I am calling you because she told me you appeared regularly on televesion as a parenting expert. I was hoping you could spread the word about Hannah so no family has to endure what we are going through right now. I know lots of kids will think about car surfing. They need to know how dangerous it is."
I was so shaken up by this call. I had spent a lot of time talking to Hannah a few months ago. She was excited for prom and the summer ahead. She told me how she was a dancer and class president. She did not drink, smoke or experiment with drugs.
I was working on my prom safety tips article at the time and asked her if she would go to the prom with a boy her parents did not like. She said she would never do anything if her parents told her not to. And she meant it. Hannah was just a really good kid who made a really bad choice. But, why would she do such a thing?
The only answer I can come up with is peer pressure. It was the thing to do. She was with three girlfriends, they felt safe because they were in their neighborhood, and she would definitely be thought of as the cool kid if she did it.
But, as parents how do we prevent things we would never think of? Who would believe their child would get on top of a car and "surf" down the street? According to the trauma center where Hannah is being treated, she is not the first to come in with such an injury from car surfing. It is more common than you think and more kids are likely to try this as time goes on.
While the message of Hannah's story is to warn your kids about car surfing, the bigger idea is to discuss the poor choices made under peer pressure. Bullying has been the hot topic of late but it usually has its roots in peer pressure.
While you can't anticipate everything your child might do, you can discuss peer pressure and how to handle it. Here are a few tips to give your child:
1. Listen to your gut. If your friends want to do something and you know instinctively that it's wrong, do not participate. Those friends won't be there to save you when something goes awry.

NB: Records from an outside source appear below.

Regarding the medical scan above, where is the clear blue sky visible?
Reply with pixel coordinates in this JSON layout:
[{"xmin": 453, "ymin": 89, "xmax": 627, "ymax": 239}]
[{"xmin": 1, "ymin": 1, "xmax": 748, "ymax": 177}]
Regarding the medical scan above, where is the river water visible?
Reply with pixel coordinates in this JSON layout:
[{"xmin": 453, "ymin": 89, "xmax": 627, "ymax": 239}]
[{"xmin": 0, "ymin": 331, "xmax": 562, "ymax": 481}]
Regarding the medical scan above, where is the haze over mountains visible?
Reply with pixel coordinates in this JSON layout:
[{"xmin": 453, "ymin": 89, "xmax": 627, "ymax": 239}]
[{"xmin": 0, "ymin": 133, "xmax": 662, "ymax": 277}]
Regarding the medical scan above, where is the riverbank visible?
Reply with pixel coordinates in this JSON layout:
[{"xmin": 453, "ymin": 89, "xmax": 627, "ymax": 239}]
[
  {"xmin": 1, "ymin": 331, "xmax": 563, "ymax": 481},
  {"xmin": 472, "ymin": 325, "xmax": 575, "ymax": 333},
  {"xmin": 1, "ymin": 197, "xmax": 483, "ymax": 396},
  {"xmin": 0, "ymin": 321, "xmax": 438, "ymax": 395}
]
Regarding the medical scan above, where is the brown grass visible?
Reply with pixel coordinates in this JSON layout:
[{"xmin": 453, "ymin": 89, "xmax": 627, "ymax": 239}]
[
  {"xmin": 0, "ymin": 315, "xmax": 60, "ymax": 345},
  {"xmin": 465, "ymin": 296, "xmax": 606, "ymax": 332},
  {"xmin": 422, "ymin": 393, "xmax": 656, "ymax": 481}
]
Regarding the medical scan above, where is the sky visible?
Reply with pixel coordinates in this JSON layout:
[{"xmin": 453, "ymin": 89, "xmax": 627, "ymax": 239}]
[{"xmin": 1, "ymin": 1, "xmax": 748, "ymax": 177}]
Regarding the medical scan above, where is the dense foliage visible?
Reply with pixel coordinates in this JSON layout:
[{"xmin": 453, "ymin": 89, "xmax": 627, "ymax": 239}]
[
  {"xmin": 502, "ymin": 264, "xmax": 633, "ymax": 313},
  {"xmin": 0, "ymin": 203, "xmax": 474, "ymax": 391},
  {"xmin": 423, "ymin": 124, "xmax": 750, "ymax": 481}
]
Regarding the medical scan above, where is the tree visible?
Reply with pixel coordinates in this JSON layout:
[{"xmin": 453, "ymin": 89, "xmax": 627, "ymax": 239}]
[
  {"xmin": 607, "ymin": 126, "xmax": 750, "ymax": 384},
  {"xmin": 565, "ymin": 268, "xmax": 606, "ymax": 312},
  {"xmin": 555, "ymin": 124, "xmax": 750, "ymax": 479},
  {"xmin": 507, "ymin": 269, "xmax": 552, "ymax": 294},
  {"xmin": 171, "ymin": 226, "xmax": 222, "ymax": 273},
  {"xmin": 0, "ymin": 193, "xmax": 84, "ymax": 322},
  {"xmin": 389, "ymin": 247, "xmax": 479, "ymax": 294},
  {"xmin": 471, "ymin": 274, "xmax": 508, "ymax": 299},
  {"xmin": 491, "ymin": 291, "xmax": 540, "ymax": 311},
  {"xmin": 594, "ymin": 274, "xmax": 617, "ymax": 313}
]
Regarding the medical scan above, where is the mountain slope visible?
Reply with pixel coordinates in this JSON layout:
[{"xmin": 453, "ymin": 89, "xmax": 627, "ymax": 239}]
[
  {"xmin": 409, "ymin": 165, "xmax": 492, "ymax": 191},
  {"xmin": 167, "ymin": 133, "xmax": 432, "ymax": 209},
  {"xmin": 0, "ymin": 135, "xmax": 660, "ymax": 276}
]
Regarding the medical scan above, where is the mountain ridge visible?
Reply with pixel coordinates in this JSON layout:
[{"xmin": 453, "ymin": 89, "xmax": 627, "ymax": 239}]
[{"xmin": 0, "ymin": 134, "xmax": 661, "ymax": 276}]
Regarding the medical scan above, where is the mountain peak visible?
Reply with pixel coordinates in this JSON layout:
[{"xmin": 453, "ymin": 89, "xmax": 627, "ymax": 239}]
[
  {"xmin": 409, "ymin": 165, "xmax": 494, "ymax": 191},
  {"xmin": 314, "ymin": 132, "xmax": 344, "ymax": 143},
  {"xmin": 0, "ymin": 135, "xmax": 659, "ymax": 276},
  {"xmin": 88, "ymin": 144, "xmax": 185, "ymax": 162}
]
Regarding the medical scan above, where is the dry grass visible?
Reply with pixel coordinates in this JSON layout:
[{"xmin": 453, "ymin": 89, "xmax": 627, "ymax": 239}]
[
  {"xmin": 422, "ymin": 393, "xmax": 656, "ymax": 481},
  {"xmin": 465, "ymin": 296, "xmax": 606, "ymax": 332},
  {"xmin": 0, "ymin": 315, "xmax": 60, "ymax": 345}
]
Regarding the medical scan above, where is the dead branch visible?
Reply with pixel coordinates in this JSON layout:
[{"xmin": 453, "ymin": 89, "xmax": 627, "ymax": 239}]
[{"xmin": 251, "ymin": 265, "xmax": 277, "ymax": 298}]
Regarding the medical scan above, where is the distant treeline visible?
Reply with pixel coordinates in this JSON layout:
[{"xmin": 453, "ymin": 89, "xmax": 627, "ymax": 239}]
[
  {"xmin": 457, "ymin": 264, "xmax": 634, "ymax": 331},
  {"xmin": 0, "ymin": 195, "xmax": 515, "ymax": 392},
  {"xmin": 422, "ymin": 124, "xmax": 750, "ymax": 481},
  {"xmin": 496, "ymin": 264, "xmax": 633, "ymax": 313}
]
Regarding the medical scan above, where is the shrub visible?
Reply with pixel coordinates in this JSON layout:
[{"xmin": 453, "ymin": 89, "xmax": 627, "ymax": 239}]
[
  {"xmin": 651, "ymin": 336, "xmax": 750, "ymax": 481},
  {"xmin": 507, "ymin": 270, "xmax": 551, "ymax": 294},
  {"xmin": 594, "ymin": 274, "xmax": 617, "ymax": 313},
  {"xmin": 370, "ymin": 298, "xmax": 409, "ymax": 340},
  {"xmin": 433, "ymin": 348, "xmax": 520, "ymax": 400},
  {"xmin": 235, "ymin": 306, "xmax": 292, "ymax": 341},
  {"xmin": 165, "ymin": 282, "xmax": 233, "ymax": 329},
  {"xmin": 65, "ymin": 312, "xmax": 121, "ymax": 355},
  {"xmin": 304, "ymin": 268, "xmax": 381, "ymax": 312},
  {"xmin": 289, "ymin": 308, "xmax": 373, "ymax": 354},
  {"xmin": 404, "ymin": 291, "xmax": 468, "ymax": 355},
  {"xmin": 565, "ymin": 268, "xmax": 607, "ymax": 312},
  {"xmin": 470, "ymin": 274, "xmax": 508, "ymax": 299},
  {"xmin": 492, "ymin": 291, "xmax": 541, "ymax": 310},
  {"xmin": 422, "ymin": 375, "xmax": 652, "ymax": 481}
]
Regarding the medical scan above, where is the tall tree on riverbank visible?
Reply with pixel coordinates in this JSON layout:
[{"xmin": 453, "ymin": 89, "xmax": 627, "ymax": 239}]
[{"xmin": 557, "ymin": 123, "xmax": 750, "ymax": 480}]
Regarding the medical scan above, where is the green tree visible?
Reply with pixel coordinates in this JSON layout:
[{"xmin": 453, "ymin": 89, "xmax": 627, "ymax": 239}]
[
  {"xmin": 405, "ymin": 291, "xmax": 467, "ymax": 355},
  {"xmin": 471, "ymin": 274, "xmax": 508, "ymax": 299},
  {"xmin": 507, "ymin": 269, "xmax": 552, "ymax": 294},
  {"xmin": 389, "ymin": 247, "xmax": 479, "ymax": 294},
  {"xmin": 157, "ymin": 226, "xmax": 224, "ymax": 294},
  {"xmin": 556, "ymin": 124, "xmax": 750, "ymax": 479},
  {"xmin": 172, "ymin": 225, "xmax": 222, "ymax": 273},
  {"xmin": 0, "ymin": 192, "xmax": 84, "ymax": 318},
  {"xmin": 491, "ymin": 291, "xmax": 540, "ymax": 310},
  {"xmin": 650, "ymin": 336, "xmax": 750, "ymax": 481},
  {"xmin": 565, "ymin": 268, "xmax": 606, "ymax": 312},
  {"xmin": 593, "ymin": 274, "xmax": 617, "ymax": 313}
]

2. Be an individual. Kids want to fit in so badly they often lose themselves trying please others. Encourage your children to think for themselves and not be afraid to disagree or leave the group.
3. Value yourself and your beliefs. Kids often think their friends are right or have all the answers, but their friends are just as clueless as they are and are figuring out the world just like everyone else.
4. Come to you no matter what the issue. If your child feels they can tell you anything, you might be able to help them when their peers are encouraging them to make a bad decision.
5. Decisions made today can ruin your life. It's important kids know how the choices they make today can impact their future.
As parents, we can just raise them well and hope for the best. Hannah's mother did just that but unfortunately it was not enough. Keep her in your thoughts and tell your children Hannah's story. Discuss peer pressure and ensure that one bad choice doesn't impact your child's life forever.